All visitors and workers in temples operated by the Church of Jesus Christ of Latter-day Saints should wear face masks “at all times” while in the temple, according to a letter sent by the church’s top leaders to local church leaders around the world on Wednesday.
“We want to do everything possible to allow temples to remain open,” wrote the church’s president, Russell M. Nelson, and his two top counselors, Dallin H. Oaks and Henry B. Eyring. “These safety protocols are temporary, based on Covid-19 conditions, and will be rescinded as soon as circumstances permit.”
Mr. Nelson, 97, is a retired heart surgeon and is revered as a prophet by Latter-day Saints, also known as Mormons. He has repeatedly urged the church’s 16.6 million members around the world to wear masks and get vaccinated. In an August letter, he wrote that the approved vaccines were safe and effective and added: “We can win this war if everyone will follow the wise and thoughtful recommendations of medical experts and government leaders.”
There are 167 temples around the world, according to the church, with dozens more under construction or planned. The church closed them all in March 2020 to help stop the spread of the coronavirus, and began reopening them in phases in May of that year.
Temples are not used by Latter-day Saints for Sunday worship services, and unlike the church’s more common meeting houses, are not open to the general public. They are generally open only to members who have a current “temple recommend,” a card that verifies they believe in the church’s doctrines and obey certain rules such as tithing and abstaining from alcohol. Members visit temples for a variety of rituals, including proxy baptisms for the dead.

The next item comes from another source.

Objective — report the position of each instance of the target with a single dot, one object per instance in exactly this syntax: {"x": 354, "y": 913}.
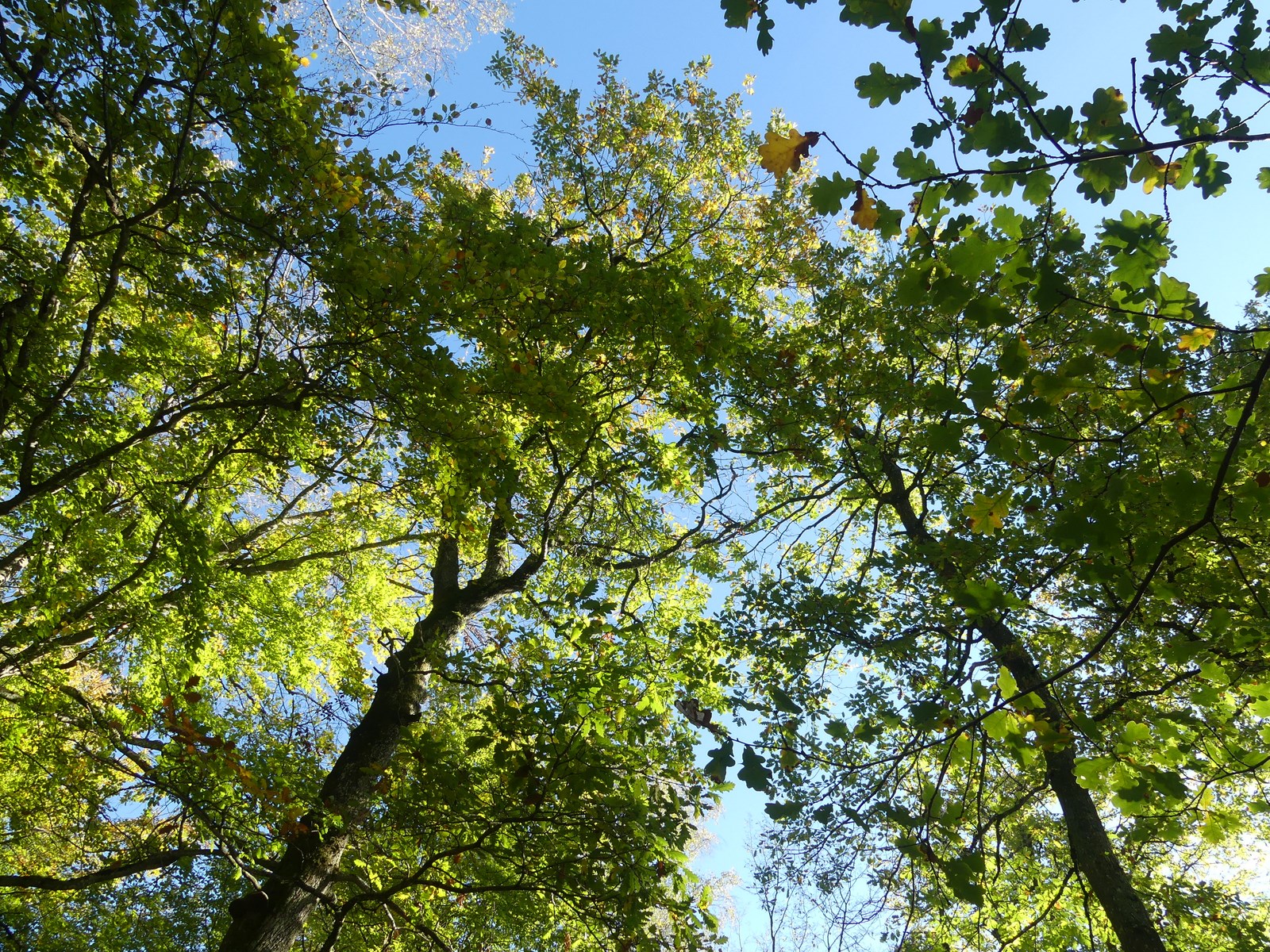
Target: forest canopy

“Temples are the most important sacred sites in contemporary Mormonism, so restricting access to temples to people wearing masks sends a big message about how important masks are to the leaders of our church,” said Jana Riess, a senior columnist for Religion News Service who writes about the church.
Although the letter says that the church only “asks” members to wear masks in temples, Ms. Riess said that it is likely to be interpreted as “instruction that’s not to be violated.”
In August, Brigham Young University in Provo, Utah, announced that students and staff members would be required to wear masks on campus. The private school, which is sponsored by the church, also urged students to get vaccinated “so that fall semester can proceed as planned.”
The letter on Wednesday emphasized that there is ample precedent for the church urging members to protect themselves from the spread of the disease. In 1900, church leaders urged members to be vaccinated against smallpox, and in 1957 released a similar message about the polio vaccine.